The Trouble With Diagnosing Alzheimer’s
Doctors say the symptoms commonly associated with Alzheimer’s disease can often come from other causes. For example, brain tissue damage after a stroke can result in an individual with a very similar outlook as an Alzheimer’s patient. Also, as reported on the CNN Health blog, there are at least five different kinds of brain lesions, which are all independent of each other but all are capable of producing a form of dementia similar to Alzheimer’s.
The result of this ambiguity is that about half of those told they have Alzheimer’s are actually dealing with a different type of dementia.
That sounds like a shocking number, but the effect of the misdiagnoses is actually fairly minimal.

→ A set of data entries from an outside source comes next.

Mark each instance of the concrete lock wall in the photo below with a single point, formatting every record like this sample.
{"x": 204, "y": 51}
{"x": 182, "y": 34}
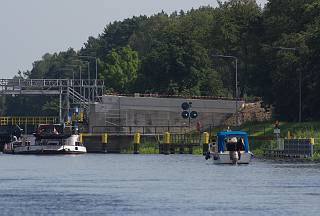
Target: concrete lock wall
{"x": 120, "y": 114}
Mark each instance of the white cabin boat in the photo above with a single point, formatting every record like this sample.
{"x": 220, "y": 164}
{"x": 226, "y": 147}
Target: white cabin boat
{"x": 49, "y": 139}
{"x": 231, "y": 147}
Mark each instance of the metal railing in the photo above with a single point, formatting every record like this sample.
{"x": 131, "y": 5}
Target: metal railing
{"x": 27, "y": 120}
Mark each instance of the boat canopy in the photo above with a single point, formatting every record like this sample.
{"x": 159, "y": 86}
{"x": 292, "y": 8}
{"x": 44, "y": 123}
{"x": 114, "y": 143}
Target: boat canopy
{"x": 228, "y": 134}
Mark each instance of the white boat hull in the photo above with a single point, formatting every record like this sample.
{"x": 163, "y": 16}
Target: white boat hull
{"x": 47, "y": 150}
{"x": 224, "y": 158}
{"x": 46, "y": 146}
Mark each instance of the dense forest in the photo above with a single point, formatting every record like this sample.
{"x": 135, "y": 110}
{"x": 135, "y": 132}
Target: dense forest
{"x": 277, "y": 47}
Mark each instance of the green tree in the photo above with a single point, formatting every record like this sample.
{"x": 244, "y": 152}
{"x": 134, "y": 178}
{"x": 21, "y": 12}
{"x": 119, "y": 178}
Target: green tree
{"x": 121, "y": 69}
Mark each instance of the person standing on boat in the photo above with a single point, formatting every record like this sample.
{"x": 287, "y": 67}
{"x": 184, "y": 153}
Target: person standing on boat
{"x": 239, "y": 147}
{"x": 231, "y": 147}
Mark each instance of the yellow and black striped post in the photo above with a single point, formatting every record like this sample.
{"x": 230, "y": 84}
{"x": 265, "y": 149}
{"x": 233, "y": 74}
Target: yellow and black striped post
{"x": 205, "y": 144}
{"x": 104, "y": 142}
{"x": 136, "y": 143}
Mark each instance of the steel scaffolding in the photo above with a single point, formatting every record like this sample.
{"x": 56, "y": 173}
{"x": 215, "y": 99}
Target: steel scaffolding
{"x": 81, "y": 92}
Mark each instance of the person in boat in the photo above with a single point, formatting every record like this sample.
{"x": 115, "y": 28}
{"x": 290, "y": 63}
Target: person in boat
{"x": 231, "y": 146}
{"x": 239, "y": 147}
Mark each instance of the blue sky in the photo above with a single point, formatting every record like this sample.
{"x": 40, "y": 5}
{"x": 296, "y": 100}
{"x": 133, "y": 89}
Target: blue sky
{"x": 32, "y": 28}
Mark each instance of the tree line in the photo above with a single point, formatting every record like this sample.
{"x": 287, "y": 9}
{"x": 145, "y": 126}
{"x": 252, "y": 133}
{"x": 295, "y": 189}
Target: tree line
{"x": 277, "y": 47}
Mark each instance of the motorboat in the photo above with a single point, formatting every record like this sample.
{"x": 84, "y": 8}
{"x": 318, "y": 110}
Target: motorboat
{"x": 230, "y": 147}
{"x": 48, "y": 139}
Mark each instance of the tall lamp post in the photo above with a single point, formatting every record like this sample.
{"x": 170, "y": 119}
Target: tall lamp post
{"x": 295, "y": 49}
{"x": 236, "y": 64}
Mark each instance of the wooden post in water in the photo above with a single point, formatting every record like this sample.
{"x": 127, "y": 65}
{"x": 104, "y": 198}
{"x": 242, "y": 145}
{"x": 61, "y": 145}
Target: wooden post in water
{"x": 205, "y": 144}
{"x": 136, "y": 143}
{"x": 104, "y": 142}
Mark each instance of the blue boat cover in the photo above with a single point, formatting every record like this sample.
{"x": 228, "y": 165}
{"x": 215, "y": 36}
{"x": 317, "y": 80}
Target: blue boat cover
{"x": 229, "y": 134}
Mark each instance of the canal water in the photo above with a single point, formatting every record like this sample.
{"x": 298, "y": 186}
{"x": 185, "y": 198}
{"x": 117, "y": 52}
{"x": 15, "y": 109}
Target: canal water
{"x": 104, "y": 184}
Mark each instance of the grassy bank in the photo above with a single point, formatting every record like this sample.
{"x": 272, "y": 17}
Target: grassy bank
{"x": 294, "y": 129}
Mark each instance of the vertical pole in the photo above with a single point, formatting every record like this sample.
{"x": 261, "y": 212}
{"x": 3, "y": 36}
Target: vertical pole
{"x": 96, "y": 68}
{"x": 300, "y": 94}
{"x": 237, "y": 120}
{"x": 68, "y": 102}
{"x": 60, "y": 105}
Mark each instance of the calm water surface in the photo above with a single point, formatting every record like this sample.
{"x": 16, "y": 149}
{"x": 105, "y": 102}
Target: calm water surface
{"x": 99, "y": 184}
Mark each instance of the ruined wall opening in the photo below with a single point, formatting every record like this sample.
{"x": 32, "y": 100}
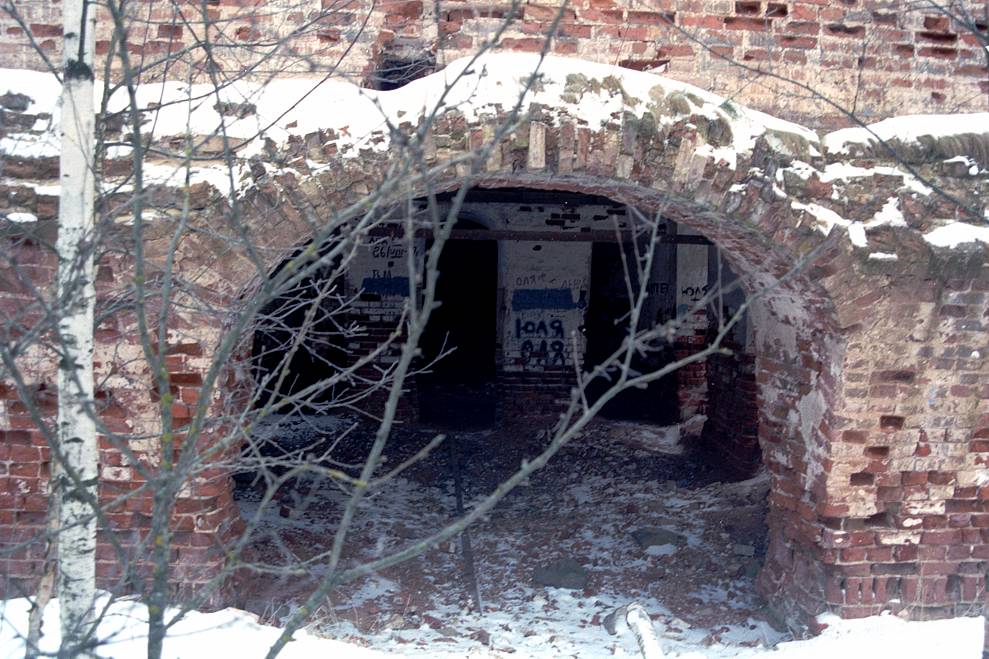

The drugs prescribed to attempt to treat Alzheimer’s have been shown to work for other forms of dementia too so patients aren’t being given the wrong medications or missing out on a viable treatment option.
Where this could potentially be a huge problem is in developing a more effective treatment of Alzheimer’s. Because it is so difficult to correctly diagnose who has it, it becomes increasingly difficult to test the effectiveness of a treatment. That means something experts were optimistic about after trials may actually only help those with a different form of dementia.
And experts now fear that diagnosing the correct form of dementia may be quite difficult while a patient is still alive.